Por sua vez, Altamira Simões, coordenadora da Comissão Intersetorial de Atenção Básica à Saúde (CIABS), cobrou: “A atenção básica é onde se dá o atendimento das especificidades das populações, e decisões neste âmbito não podem se dar sem um amplo debate”. Rildo Mendes, coordenador Comissão Intersetorial de Saúde Indígena (CISI), destacou que há aspectos da realidade dos povos originários que não podem ser compreendidos sem diálogo permanente. "Uma estrutura montada sem discussão com o controle social corre o risco de se tornar danosa para os indígenas”.
Nésio Fernandes, secretário nacional de Atenção Primária à Saúde, do Ministério da Saúde, em resposta aos questionamentos, explicou que a AgSUS não é uma autarquia, portanto terá “caráter meramente prestacional”. Além disso, garantiu, “não há nenhuma chance de privatização. É um órgão da administração direta estatal”. Os custos da agência, pontuou, serão regidos pelas mesmas regras da administração direta.
Fernandes destacou que a AgSUS não vai interferir nas formas de contratação dos demais trabalhadores e trabalhadoras do sistema, uma vez que isso é responsabilidade de estados e municípios. Além do Médicos pelo Brasil, apenas a saúde indígena cabe exclusivamente à União, lembrou.
O secretário acrescentou que as contratações via AgSUS de profissionais para o atendimento das populações indígenas serão feitas, se houver esse entendimento, pelo regime CLT, com carteira assinada e direitos previstos na lei. Os funcionários da agência, também em regime CLT, serão admitidos depois de processo seletivo público, o que afasta o risco de indicações meramente políticas. Os participantes do Médicos pelo Brasil, por sua vez, continuarão sendo contratados como bolsistas, e os médicos tutores, via CLT.
Essas formas de contratação, segundo avaliação de Fernandes, vão tirar de cena as OS’s (organizações sociais) como gestores de programas de saúde que estão sob responsabilidade da União. “O modelo das OS’s, das gestões conveniadas, se esgotou. Não pagam nem o piso e em muitos casos não conseguem preencher as vagas”.
O presidente da AgSUS, André Longo, também presente ao encontro, garantiu que a agência apenas está gerindo, neste momento, o programa Médicos pelo Brasil, e que a ação nos territórios indígenas só vai ter início depois de debate com as populações e se for aprovada essa estratégia.

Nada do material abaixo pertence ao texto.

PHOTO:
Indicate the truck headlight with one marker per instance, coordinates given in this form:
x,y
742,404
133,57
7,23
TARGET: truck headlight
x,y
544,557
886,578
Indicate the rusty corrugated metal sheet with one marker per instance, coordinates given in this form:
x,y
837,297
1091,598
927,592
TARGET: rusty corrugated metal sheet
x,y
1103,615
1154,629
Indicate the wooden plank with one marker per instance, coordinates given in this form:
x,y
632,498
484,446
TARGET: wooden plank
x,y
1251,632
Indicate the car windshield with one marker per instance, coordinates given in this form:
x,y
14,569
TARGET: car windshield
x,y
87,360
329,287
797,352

Na opinião de Lucinha Tremembé, a AgSUS será positiva para o atendimento da saúde indígena. Um dos motivos é a garantia de contratação via CLT, com 50% das vagas para indígenas. Segundo Lucinha, coordenadora de Participação e Controle Social na Saúde Indígena, do Ministério da Saúde, além de substituir os contratos temporários, essa modalidade de contratação vai garantir a presença de integrantes das comunidades no atendimento ao público, o que nem sempre os concursos públicos permitem. Ela destacou ainda a criação de um Grupo de Trabalho para acompanhar o debate.
Bruno Almeida, diretor do Departamento de Gestão e Regulação do Trabalho em Saúde, afirmou que as condições de trabalho no âmbito da AgSUS devem ser acompanhadas a partir das mesmas preocupações e critérios do restante do sistema, incluindo a Mesa Nacional de Negociação Permanente.
O secretário Nésio lembrou que o Conselho Nacional de Saúde tem um assento reservado no conselho deliberativo da AgSUS, e insistiu para que o espaço seja ocupado. “O Conselho terá participação direta em toda e qualquer decisão que tomarmos”, garantiu.
Fernando Pigatto, presidente do CNS, afirmou que as propostas construídas durante a oficina serão encaminhadas, em forma de relatório, para o Ministério da Saúde, para as Comissões Intersetoriais e para a própria AgSUS. "Vamos seguir debatendo com o conjunto de conselheiras e conselheiros, criticando, propondo e, enquanto não tivermos uma deliberação diferente pelo plenário do CNS, não indicaremos representante para o conselho deliberativo da AgSUS", sinaliza. “Vamos continuar influenciamdo as políticas e a gestão da Saúde, pois esse é nosso papel constitucional. Estamos vigilantes”, disse.